Diese Eigenheit habe ich bisher nur bei Black Diamond Pickeln gesehen. Der Hersteller erreicht dies, indem er nicht die klassische Nietverbindung von Haue und Pickel einsetzt, sondern das Bauteil Haue mit einem Stutzen für den Schaft versieht und dort durch eine Presspassung mit dem Schaft verbindet. Die Stabilität der Verbindung lässt sich mit bloßem Auge natürlich nicht beurteilen. Da der Pickel einer Zertifizierung unterzogen wurde, ist davon auszugehen, dass die Verbindung von den Black Diamond Ingenieuren entsprechend ausgelegt wurde. Im Eis ist es natürlich ein Unterschied, ob man einen schweren oder einen leichten Pickel benutzt. Durch das höhere Gewicht und einen längeren Schaft kann ein vollwertiger Pickel hier natürlich deutlich geschmeidiger und mit weniger Kraftaufwand ins Eis eindringen. Auf dem folgenden Bild lässt sich der Größenunterschied erkennen.
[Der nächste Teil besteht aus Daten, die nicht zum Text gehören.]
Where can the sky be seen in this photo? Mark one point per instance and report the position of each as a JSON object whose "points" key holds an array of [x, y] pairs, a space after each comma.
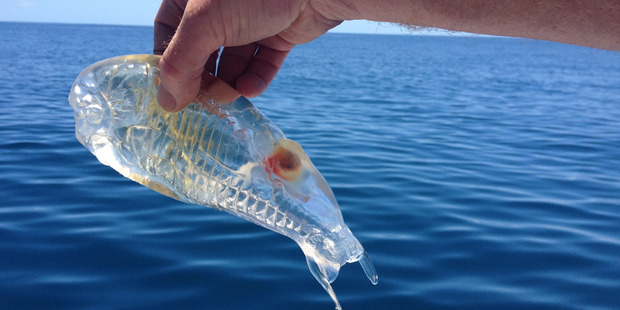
{"points": [[129, 12]]}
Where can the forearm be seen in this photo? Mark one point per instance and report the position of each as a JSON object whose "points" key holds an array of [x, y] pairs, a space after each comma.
{"points": [[594, 23]]}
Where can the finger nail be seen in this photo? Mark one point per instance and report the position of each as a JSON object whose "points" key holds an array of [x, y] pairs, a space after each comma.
{"points": [[165, 99]]}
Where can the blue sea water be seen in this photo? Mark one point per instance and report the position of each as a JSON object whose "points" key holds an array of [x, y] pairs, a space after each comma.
{"points": [[479, 173]]}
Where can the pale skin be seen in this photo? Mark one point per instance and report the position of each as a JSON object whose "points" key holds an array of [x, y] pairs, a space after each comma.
{"points": [[257, 35]]}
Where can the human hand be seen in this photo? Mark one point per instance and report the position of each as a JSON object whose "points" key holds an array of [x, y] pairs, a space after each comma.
{"points": [[257, 36]]}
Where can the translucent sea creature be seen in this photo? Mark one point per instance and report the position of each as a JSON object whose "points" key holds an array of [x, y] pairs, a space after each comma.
{"points": [[220, 152]]}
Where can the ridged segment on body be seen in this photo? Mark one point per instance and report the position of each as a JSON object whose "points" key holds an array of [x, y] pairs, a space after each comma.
{"points": [[196, 154]]}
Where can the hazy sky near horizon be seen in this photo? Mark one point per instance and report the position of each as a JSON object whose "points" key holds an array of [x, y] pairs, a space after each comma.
{"points": [[128, 12]]}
Im Einsatz auf Eis und hartem Firm zeigt die Haue aber verblüffende Leistung. Sie schafft mehr, als man zunächst erwartet. Im Notfall sollten sich mit der aggressiven Haue auch mal kurze steile Passagen meistern lassen. Man muss den Raven Ultra dann natürlich mit ausreichend Wucht verankern.



Geliefert wird der Pickel leider ohne Schutzhülle. Beispielsweise lässt sich aber der Universalschutz Black Diamond Axe Protector für ca. 7 Euro erwerben.

Es ist zu erwähnen, dass der Raven Ultra offiziell nicht für einen T-Anker ausgelegt und zugelassen ist. Persönlich bin ich aber der Meinung, dass es eher auf die Technik des Anlegens des T-Ankers ankommt – also auf eine gute Statik, als auf das Ankerobjekt.

Im Fazit ist der Raven Ultra ein idealer Begleiter für leichte bis mittelschwere Hochtouren, auf denen nur begrenzter Pickeleinsatz erforderlich ist. Auch für Skihochtouren ist der Pickel ideal. Im Firn zeigt er keinerlei Einschränkungen. Meine Gesamtwertung ist durchweg positiv. Mit gutem Gewissen kann ich für den Raven Ultra die Höchstbewertung von fünf Pentagrammen vergeben.